Rie mengangkat tangan kirinya ke wajah Isaac yang tengah menangis. Ia sengaja berdiri di sana untuk menutupi wajah Isaac dari siapapun yang tengah melewati mereka. Isaac tertegun. Ia tak menyangka akan dilindungi oleh gadis mungil yang ada di hadapannya itu. Tangisannya langsung mereda begitu ia mendapatkan perhatian seperti itu. Lebih tepatnya, Isaac langsung berdebar ketika mendapatkan perhatian itu.
Saat itulah mereka saling jatuh hati.
Di satu sisi, Isaac sudah kelelahan. Ia lupa akan obatnya.
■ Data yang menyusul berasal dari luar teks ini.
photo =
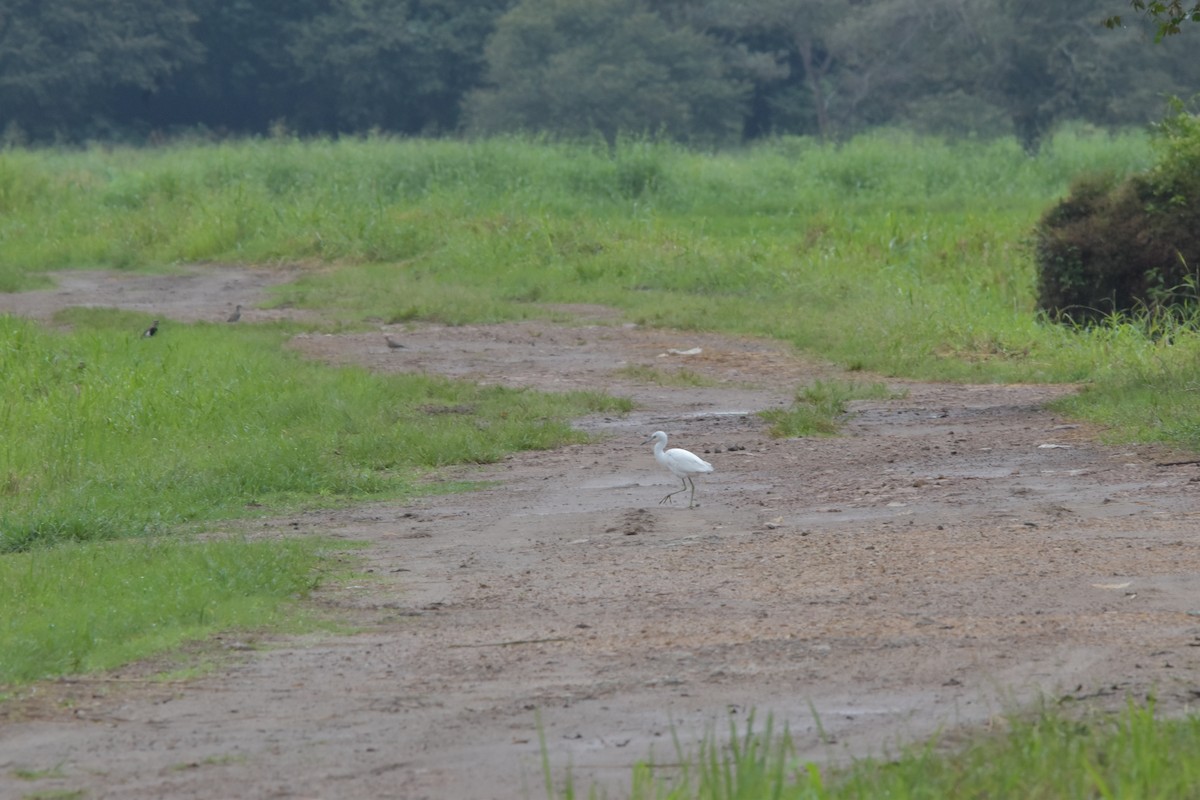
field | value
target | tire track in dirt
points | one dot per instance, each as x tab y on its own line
930	567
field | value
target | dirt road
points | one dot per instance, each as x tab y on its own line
959	551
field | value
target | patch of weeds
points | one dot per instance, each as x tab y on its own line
24	774
681	377
820	407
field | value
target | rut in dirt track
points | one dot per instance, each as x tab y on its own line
957	551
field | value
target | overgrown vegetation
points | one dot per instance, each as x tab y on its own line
114	434
1055	753
83	607
1127	245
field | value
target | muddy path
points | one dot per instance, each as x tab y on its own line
957	553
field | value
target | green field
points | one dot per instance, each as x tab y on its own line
888	254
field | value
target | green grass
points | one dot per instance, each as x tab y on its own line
820	407
83	607
675	377
892	253
127	435
1045	757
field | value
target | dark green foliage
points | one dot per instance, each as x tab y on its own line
1126	246
580	67
64	61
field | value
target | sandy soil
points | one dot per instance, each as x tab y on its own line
957	553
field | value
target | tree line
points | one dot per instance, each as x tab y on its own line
703	71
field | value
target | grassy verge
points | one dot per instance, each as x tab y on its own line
114	443
1050	756
82	607
127	435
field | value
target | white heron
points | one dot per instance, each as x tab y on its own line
682	463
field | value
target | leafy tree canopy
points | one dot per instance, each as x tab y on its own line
576	67
1168	16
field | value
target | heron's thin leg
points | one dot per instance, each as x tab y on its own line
675	493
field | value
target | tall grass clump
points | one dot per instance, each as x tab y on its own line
109	433
900	254
93	606
1133	753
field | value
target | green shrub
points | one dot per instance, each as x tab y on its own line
1116	247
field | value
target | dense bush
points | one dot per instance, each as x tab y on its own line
1127	246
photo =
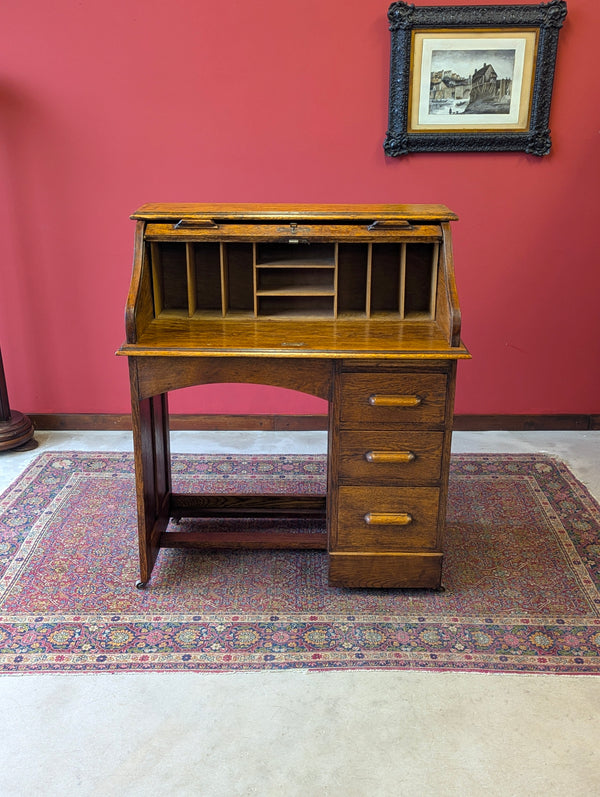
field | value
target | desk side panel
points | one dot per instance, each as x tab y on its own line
139	311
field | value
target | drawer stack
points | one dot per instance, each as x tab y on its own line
389	448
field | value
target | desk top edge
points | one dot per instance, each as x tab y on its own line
255	211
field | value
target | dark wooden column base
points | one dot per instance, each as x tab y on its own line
15	432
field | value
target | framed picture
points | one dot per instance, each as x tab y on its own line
472	78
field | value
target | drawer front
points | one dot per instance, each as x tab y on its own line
394	457
372	398
387	518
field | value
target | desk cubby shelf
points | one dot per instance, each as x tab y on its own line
296	278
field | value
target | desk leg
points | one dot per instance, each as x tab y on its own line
150	417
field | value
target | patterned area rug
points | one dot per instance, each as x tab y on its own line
521	577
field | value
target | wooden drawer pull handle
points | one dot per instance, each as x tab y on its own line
382	400
388	518
390	456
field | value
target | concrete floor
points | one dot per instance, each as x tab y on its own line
299	734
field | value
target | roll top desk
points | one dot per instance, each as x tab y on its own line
355	304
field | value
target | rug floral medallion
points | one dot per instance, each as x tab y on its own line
521	577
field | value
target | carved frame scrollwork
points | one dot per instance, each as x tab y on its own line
404	19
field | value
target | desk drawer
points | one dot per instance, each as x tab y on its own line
373	398
387	518
394	457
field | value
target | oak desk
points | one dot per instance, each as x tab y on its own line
355	304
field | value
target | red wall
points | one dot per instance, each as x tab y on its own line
107	105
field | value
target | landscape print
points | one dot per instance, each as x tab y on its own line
471	81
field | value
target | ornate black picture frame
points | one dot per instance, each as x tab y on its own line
472	78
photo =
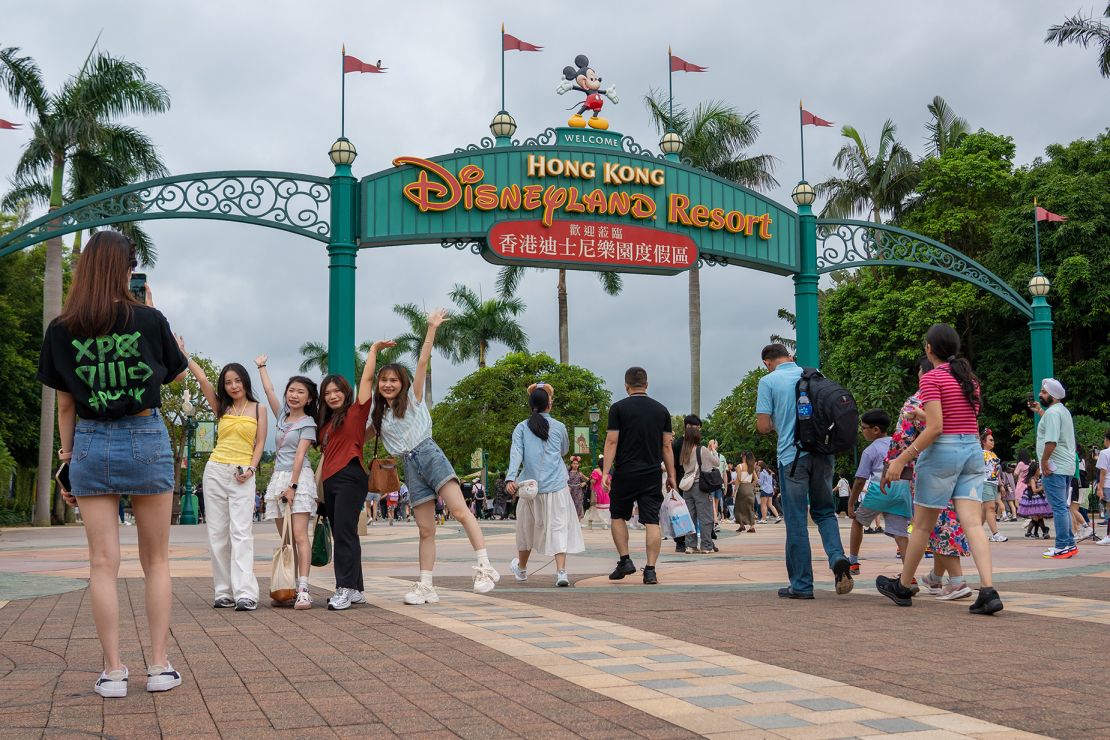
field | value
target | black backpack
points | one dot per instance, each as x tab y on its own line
833	427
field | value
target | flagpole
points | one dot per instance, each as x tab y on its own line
801	137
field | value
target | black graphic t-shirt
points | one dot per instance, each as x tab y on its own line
118	374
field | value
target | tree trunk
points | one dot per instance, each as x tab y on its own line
564	330
695	314
51	306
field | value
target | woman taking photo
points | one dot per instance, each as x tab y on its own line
229	484
342	435
949	467
546	520
108	355
293	483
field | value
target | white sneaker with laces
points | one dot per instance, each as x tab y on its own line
112	685
162	678
421	594
485	578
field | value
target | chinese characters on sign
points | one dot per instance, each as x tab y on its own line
593	243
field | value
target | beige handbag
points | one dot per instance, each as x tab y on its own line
283	575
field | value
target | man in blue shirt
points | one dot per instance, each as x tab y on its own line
805	479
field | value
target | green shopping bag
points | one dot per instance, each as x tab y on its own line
321	543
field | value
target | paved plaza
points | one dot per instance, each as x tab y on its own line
710	651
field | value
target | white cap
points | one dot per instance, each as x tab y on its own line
1053	387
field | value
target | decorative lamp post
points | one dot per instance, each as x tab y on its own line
189	499
595	415
1040	331
806	279
672	145
503	127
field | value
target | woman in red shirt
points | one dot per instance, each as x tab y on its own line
949	467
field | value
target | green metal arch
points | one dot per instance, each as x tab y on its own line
289	201
846	243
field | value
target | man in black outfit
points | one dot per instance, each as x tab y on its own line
636	444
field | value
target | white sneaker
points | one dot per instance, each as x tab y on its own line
112	685
421	594
340	600
485	577
162	678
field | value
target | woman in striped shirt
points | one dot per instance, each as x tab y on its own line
949	466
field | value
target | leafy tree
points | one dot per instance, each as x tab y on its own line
483	408
508	280
1085	31
715	138
81	117
480	322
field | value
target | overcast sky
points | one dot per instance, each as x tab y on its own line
256	85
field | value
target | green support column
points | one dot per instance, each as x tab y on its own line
806	280
342	250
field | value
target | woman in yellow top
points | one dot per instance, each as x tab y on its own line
229	484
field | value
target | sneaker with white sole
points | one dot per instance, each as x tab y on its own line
952	591
485	578
112	685
340	600
421	594
162	678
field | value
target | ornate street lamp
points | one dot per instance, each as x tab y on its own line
342	151
804	193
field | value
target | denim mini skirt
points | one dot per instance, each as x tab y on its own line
128	456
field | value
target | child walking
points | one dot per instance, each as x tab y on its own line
402	422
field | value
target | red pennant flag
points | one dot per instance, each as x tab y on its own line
355	64
809	119
679	64
1048	215
510	42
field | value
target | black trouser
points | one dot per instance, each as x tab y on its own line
344	495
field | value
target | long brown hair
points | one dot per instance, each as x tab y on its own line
100	285
400	405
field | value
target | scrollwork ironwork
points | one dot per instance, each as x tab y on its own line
843	244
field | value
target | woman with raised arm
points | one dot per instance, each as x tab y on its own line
108	355
343	475
229	483
402	422
293	484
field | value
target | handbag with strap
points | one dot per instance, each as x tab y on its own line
283	574
383	474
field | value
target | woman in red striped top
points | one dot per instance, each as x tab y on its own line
949	467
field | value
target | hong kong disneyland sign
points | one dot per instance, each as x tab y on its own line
577	199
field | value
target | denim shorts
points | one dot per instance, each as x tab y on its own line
426	470
129	455
949	468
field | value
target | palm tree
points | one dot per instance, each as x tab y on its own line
875	182
1083	31
715	138
478	322
508	280
946	129
411	342
80	117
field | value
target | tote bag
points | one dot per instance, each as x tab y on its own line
283	573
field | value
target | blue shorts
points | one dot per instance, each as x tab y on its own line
127	456
949	468
426	470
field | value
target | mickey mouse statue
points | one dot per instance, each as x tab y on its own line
584	79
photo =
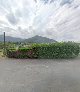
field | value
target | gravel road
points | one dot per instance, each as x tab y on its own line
18	75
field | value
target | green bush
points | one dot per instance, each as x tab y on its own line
46	51
56	50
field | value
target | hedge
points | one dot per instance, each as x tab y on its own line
47	51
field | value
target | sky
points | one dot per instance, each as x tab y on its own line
55	19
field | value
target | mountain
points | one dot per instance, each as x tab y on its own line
39	39
10	39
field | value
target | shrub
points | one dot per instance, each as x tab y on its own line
46	51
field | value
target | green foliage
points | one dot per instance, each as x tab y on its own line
47	51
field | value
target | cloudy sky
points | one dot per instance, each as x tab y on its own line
56	19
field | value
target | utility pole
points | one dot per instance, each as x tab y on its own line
4	44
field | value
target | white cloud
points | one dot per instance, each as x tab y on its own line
57	19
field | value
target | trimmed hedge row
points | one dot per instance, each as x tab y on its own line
46	51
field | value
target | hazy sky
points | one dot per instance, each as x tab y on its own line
57	19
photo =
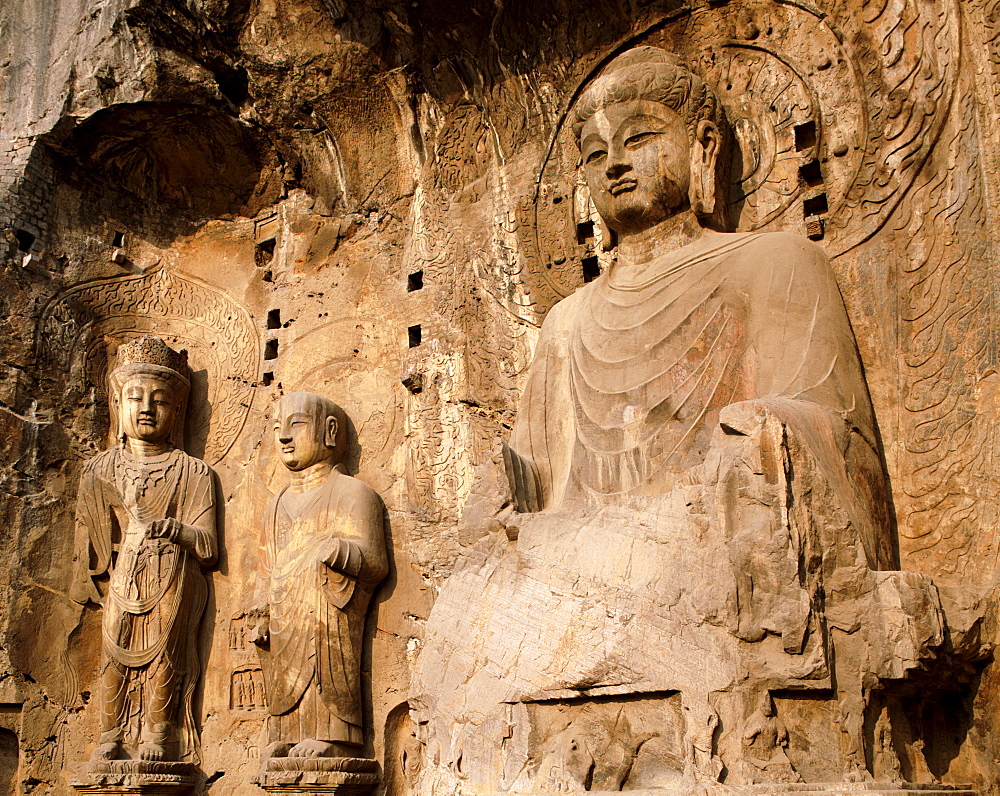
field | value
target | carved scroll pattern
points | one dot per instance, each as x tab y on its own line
218	333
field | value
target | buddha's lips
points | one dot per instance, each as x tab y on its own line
621	186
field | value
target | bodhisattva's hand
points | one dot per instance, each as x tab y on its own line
744	417
172	530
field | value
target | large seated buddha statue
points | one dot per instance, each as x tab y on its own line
701	516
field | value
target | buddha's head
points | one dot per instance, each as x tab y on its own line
309	429
149	389
650	134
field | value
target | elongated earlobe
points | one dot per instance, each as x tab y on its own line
704	153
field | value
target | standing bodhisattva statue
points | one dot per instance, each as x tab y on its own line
322	552
149	511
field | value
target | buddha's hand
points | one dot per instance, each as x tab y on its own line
750	448
744	417
258	622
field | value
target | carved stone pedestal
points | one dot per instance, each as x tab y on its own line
135	776
345	776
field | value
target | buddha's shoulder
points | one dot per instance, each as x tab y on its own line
563	310
195	466
355	489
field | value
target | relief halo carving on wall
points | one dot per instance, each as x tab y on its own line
81	327
834	114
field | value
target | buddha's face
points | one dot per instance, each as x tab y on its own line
637	159
149	407
301	437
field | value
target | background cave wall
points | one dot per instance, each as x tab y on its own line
292	187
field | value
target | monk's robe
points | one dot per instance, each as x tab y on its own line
157	591
319	561
632	372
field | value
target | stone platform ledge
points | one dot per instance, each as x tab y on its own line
792	789
345	776
144	777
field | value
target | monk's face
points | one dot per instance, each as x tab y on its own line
299	433
149	407
637	161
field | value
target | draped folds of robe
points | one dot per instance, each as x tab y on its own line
632	371
157	591
317	570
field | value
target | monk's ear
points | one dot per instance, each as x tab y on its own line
330	432
704	154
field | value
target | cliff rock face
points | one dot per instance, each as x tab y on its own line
380	203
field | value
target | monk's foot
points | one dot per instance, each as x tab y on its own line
112	750
313	748
153	752
276	749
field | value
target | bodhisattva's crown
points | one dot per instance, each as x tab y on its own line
152	351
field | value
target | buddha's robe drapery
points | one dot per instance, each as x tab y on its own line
157	591
632	372
319	562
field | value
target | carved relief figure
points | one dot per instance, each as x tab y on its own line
691	327
149	512
765	739
322	552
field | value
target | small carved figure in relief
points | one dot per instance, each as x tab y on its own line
566	764
702	723
886	763
149	512
691	327
765	739
322	552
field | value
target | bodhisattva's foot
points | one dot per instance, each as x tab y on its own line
112	750
153	752
277	749
313	748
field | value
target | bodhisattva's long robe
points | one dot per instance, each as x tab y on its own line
317	570
157	591
632	371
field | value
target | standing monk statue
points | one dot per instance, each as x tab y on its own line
695	467
149	511
322	552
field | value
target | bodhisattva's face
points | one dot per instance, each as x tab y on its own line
637	162
301	440
149	407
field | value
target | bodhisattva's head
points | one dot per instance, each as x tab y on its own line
650	134
309	429
149	390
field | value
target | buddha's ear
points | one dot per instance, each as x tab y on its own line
704	154
330	433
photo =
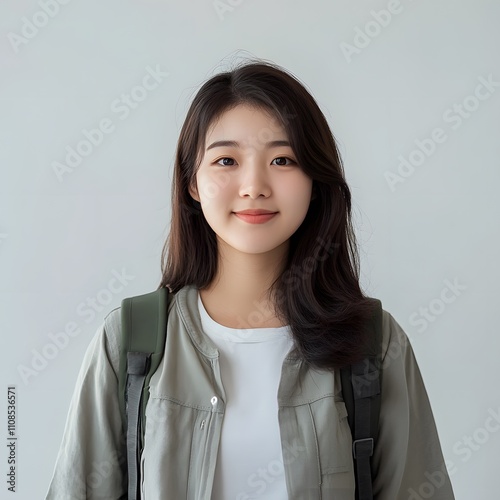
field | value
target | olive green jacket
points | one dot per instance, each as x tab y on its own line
185	414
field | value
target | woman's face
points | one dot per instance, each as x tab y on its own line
251	173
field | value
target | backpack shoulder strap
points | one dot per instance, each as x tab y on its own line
144	327
361	385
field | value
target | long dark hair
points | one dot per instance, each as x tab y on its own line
318	293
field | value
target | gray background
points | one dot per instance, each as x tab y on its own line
62	237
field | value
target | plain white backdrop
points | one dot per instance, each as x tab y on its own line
411	89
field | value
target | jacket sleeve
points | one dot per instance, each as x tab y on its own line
91	463
408	461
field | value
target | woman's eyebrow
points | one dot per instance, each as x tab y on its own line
235	144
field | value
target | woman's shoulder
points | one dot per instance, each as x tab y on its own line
112	333
395	341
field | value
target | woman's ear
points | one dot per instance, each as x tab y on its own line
193	191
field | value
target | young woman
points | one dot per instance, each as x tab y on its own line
262	264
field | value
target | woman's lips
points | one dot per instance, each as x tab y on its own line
255	219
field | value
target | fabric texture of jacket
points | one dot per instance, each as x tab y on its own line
185	414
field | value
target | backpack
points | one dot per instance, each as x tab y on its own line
144	320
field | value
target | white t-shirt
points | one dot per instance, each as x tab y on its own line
250	459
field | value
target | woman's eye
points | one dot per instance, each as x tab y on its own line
285	158
282	161
225	158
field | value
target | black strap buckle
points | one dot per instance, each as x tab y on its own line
362	447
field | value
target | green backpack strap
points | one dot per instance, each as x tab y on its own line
144	328
361	384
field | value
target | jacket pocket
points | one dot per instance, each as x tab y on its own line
333	435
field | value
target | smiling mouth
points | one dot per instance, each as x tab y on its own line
256	218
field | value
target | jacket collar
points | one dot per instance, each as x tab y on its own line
187	306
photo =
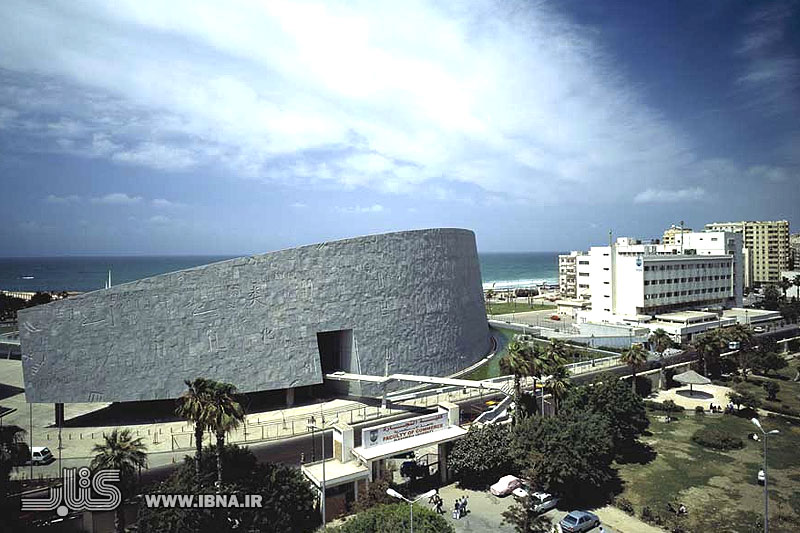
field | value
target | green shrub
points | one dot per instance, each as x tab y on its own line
782	409
624	505
668	406
717	439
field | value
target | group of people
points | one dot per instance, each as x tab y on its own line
459	507
718	409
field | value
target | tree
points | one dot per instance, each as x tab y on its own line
771	298
784	284
120	451
660	342
634	357
288	501
524	519
708	349
482	456
617	403
742	397
372	494
517	362
225	415
570	454
194	405
13	451
772	389
558	384
394	518
767	360
742	334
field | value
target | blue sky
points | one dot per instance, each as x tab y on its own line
241	127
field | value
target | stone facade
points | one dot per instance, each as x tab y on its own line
414	297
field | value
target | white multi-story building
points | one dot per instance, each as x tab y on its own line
766	245
567	273
633	281
672	232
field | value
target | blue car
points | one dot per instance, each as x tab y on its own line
579	521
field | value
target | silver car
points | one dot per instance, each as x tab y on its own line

Di tengah terik matahari, Isaac harus berkutat dengan rasa sakit dan dehidrasi yang membuatnya ingin pingsan. Matanya mulai mengabur dan jalannya sedikit sempoyongan. Isaac berusaha mencapai ke parkiran, namun tungkai kakinya seperti tak bisa diajak bekerja sama.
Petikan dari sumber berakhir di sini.